If mental level plays anything like the role it seems to, and if in each human being it is the fixed quantity that many believe it is, then it is no useless speculation that tries to see what would happen if society were organized so as to recognize and make use of the doctrine of mental levels… It is quite possible to restate practically all of our social problems in terms of mental level… Testing intelligence is no longer an experiment or of doubted value. It is fast becoming an exact science… Greater efficiency, we are always working for. Can these new facts be used to increase our efficiency? No question! We only await the Human Engineer who will undertake the work.

As a result of his views on intelligence and society, Goddard lobbied for restrictive immigration laws. Upon his “discovery” that all immigrants except those from Northern Europe were of “surprisingly low intelligence;” such tight immigration laws were enacted in the 1920s. Testing caused him to conclude that, for example, 87 percent of Russian immigrants were morons. Of course it didn’t take into account that they were given a test in English, with questions based on American cultural assumptions, to people who could barely, if at all, speak English.
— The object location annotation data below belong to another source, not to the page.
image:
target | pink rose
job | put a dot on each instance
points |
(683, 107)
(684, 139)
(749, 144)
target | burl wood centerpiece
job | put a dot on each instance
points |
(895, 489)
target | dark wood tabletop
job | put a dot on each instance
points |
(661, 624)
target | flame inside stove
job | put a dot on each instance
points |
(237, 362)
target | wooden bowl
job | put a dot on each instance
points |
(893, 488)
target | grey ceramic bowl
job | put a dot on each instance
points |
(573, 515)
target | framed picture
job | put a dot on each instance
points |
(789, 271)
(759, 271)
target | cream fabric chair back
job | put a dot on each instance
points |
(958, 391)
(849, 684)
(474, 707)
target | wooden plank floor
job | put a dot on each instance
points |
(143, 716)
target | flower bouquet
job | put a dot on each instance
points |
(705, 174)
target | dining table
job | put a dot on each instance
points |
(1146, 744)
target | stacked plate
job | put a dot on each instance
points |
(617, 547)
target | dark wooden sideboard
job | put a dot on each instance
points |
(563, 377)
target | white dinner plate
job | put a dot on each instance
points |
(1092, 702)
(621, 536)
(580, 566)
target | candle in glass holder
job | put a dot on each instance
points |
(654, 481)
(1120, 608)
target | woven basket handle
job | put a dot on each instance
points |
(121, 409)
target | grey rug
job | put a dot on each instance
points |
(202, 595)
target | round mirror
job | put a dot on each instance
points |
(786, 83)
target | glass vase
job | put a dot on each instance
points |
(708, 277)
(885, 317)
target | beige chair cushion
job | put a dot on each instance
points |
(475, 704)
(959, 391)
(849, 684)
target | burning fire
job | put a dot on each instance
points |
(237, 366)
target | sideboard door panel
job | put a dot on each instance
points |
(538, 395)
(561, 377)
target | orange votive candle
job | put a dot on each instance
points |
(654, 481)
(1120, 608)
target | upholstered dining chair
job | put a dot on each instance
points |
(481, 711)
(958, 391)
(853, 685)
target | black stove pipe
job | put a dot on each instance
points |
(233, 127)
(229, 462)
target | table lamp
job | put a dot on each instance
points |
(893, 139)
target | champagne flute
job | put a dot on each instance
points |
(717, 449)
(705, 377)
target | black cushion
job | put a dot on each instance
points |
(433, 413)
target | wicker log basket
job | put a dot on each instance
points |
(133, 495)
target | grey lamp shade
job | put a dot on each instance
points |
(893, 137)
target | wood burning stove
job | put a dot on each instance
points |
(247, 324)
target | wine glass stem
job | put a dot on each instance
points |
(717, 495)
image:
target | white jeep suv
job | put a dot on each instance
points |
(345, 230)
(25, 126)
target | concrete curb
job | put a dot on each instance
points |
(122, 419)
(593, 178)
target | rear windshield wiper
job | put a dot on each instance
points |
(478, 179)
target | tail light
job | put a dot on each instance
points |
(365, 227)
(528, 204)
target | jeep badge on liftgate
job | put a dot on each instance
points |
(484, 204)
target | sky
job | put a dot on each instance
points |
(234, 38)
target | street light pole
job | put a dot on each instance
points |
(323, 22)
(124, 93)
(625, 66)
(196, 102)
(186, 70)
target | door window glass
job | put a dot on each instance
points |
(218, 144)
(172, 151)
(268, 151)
Vast numbers of immigrants were deported in 1913 and 1914 because of this test.

According to Harvard professor Steven Jay Gould in his acclaimed book The Mismeasure of Man, these tests were also influential in legitimizing forced sterilization of allegedly “defective” individuals in some states.

By the 1920s mass use of the Stanford-Binet Scale and other tests had created a multimillion-dollar testing industry. By 1974, according to the Mental Measurements Yearbook, 2,467 tests measuring some form of intellectual ability were in print, 76 of which were identified as strict intelligence tests. In one year in the 1980s, teachers gave over 500 million standardized tests to children and adults across the United States. In 1989 the American Academy for the Advancement of Science listed the IQ test among the twenty most significant scientific discoveries of the century along with nuclear fission, DNA, the transistor and flight. Patricia Broadfoot's dictum that “assessment, far more than religion, has become the opiate of the people,” has come of age.